Why have re.match()?

Question

I know this topic has already been discussed multiple times here on StackOverflow, but I'm looking for a better answer.

While I appreciate the differences , I was not really able to find a definitive explanation of why the re module in python provides both match() and search() . Couldn't I get the same behavior with search() , if I prepend ^ in single line mode, and /A in multiline mode? Am I missing anything?

I tried to understand the implementation looking at the _sre.c code and I understand that the search ( sre_search() ) is actually implemented moving the pointer in the string to be searched, and applying the sre_match() on it, until a match is found.

So I guess that using the re.match() might be slightly faster than the corresponding regular expression (with ^ or /A ) using the re.search() . Is that the reason?

I also researched the python-dev ML archives but to no avail.

>>> string="""first line
... second line"""
>>> print re.match('first', string, re.MULTILINE)
<_sre.SRE_Match object at 0x1072ae7e8>
>>> print re.match('second', string, re.MULTILINE)
None
>>> print re.search('\Afirst', string, re.MULTILINE)
<_sre.SRE_Match object at 0x1072ae7e8>
>>> print re.search('\Asecond', string, re.MULTILINE)
None

Answer 1

As you already know, re.match will test the pattern only at the start of the string and re.search will test all the string until it find a match.
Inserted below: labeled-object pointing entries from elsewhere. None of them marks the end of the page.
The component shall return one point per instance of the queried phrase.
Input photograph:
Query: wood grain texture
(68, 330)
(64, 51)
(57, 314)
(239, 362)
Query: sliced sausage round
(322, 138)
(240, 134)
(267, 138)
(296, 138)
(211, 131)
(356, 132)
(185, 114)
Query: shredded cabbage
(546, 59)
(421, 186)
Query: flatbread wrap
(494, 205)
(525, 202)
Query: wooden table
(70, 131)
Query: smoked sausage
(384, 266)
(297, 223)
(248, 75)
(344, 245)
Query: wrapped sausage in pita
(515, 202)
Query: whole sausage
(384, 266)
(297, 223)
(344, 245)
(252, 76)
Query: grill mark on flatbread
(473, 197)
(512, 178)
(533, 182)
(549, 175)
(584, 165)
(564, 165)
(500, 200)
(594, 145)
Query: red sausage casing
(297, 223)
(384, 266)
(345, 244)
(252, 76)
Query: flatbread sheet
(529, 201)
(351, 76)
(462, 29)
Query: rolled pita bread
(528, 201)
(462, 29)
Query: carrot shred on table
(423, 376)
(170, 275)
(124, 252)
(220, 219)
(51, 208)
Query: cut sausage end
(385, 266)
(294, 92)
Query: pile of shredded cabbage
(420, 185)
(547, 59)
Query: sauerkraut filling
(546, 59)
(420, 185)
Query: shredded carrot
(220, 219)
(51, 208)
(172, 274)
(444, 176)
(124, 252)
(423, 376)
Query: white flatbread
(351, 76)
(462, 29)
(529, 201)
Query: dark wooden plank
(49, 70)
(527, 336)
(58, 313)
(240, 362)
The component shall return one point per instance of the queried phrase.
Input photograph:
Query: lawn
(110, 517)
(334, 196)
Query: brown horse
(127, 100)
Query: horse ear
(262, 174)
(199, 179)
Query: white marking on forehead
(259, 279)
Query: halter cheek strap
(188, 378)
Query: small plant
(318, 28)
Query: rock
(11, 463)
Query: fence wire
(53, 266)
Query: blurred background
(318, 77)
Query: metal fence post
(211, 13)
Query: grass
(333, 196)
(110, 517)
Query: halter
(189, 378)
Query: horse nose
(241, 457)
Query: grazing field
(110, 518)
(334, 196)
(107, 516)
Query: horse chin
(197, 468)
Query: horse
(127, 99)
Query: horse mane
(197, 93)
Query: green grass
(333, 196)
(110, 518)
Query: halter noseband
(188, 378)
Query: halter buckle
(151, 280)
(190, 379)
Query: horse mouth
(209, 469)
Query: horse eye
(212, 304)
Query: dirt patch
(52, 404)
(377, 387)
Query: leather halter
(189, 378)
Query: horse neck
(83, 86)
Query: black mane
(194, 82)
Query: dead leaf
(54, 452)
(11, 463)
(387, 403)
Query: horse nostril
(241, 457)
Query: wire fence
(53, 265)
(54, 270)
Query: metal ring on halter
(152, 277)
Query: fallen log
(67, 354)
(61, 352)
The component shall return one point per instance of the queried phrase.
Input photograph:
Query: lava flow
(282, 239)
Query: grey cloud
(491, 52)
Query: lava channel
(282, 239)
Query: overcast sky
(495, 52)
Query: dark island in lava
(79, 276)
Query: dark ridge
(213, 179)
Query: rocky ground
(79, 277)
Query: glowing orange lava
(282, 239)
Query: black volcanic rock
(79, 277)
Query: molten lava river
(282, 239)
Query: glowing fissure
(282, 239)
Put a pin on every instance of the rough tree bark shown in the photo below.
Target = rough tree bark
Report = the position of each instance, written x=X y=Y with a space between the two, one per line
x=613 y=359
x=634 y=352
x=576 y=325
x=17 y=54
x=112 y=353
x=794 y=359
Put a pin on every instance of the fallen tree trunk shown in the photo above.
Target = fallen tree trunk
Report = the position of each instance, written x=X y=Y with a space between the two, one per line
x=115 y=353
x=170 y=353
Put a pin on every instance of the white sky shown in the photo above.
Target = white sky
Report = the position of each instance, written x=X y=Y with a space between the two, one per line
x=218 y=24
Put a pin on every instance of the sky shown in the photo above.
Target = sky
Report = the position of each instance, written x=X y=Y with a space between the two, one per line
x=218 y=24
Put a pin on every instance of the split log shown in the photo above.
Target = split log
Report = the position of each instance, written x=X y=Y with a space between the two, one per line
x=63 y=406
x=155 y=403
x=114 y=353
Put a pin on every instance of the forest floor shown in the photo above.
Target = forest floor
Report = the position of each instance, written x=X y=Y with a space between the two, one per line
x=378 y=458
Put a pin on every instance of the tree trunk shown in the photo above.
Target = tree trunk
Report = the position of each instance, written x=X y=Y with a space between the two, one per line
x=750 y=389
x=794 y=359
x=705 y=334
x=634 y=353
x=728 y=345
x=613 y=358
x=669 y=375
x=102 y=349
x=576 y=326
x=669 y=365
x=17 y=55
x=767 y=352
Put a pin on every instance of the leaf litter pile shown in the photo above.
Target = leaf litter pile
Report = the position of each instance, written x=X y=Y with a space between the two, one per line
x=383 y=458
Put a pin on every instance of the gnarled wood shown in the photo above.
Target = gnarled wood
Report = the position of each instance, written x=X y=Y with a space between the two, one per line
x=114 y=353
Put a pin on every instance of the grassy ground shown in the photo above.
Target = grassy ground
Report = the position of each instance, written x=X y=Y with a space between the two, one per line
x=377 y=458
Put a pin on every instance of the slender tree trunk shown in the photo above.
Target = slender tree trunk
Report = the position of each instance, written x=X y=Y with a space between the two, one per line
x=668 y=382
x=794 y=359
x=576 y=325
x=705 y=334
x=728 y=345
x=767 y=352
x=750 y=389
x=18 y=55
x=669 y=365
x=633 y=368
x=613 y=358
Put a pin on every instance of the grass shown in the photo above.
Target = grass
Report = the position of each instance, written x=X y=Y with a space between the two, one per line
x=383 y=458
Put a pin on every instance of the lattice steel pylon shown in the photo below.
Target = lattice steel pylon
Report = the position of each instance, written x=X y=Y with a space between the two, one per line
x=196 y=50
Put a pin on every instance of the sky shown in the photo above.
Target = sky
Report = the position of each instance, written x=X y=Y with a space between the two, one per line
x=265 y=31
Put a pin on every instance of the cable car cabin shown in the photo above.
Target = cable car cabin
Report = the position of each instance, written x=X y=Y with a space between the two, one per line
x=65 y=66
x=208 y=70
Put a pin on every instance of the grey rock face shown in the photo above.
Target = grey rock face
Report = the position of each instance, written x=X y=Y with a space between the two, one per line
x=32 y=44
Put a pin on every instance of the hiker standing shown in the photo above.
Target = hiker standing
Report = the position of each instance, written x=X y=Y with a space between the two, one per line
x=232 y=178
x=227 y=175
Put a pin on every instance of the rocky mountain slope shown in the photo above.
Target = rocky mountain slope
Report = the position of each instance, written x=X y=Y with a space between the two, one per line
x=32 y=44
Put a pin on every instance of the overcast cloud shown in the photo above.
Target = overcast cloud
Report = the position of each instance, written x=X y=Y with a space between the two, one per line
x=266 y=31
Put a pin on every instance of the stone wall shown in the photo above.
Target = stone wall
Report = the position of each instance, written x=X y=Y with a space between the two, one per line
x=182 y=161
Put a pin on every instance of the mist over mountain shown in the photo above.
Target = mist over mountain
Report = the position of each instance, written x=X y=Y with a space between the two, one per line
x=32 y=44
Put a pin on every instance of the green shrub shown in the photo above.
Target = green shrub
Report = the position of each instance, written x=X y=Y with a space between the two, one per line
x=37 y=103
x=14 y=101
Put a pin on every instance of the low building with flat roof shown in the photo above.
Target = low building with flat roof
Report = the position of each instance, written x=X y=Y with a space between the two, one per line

So, is there a difference between re.match('toto', s) and re.search('^toto', s) and what it is?

Lets make a little test:

#!/usr/bin/python

import time
import re

p1 = re.compile(r'toto')
p2 = re.compile(r'^toto')

ssize = 1000

s1 = 'toto abcdefghijklmnopqrstuvwxyz012356789'*ssize
s2 = 'titi abcdefghijklmnopqrstuvwxyz012356789'*ssize

nb = 1000

i = 0
t0 = time.time()
while i < nb:
    p1.match(s1)
    i += 1
t1 = time.time()

i = 0
t2 = time.time()
while i < nb:
    p2.search(s1)
    i += 1
t3 = time.time()

print "\nsucceed\nmatch:"
print (t1-t0)
print "search:"
print (t3-t2)


i = 0
t0 = time.time()
while i < nb:
    p1.match(s2)
    i += 1
t1 = time.time()

i = 0
t2 = time.time()
while i < nb:
    p2.search(s2)
    i += 1
t3 = time.time()

print "\nfail\nmatch:"
print (t1-t0)
print "search:"
print (t3-t2)

The two ways are tested with a string that doesn't match and a string that matches.

results:

succeed
match:
0.000469207763672
search:
0.000494003295898

fail
match:
0.000430107116699
search:
0.46605682373

What can we conclude with these results:

1) The performances are similar when the pattern succeeds

2) The performances are totally different when the pattern fails. This is the most important point because, it means that re.search continues to test each positions of the string even if the pattern is anchored when re.match stops immediatly.

If you increase the size of the failing test string, you will see that re.match doesn't take more time but re.search depends of the string size.